It’s true, isn’t it? We don’t like what we don’t understand. It scares us. And unfortunately it seems we sinful human beings so often end up seeking to kill what we do not understand.
We are observing the Sunday of the Holy Trinity, perhaps best known because it is the one day a year on which we recite the Athanasian Creed. And so you have—perhaps gamely, perhaps willingly. Perhaps you understood perfectly everything you were saying; likely you did not. I’ll admit it: the Athanasian Creed is a little long and repetitive and hard to understand. But here is a question with which to begin our sermon: would you kill because of the Athanasian Creed?
The crowd around Jesus in our text was ready to kill because of one short sentence. A doctrinal statement. A confession of the faith.
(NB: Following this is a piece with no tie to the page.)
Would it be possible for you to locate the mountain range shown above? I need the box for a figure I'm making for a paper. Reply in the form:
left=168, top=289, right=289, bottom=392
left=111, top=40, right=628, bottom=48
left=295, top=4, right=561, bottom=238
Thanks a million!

True, the conversation hadn’t been going well before that. As soon as someone plays the “you’re-a-demon-possessed-Samaritan” card things are bound to go downhill. And it’s a good rule of thumb that if the level of debate descends to name-calling and innuendos you know someone doesn’t have a sound argument.
That’s how we sinners deal with what we don’t understand. We first dismiss it as irrelevant. If that doesn’t work, we label it so we can dehumanize it, so we can eliminate it from our minds, or justify killing it. Call him “Beast” rather than his royal title and name: Prince Adam. Call the unborn baby “fetus” to give the illusion that he is merely an inconvenient blob of tissue. Call the stranger from another land by racial slurs instead of getting to know him. Call the only begotten Son of God a half-breed Samaritan and demon-possessed when He says something you don’t like or don’t understand.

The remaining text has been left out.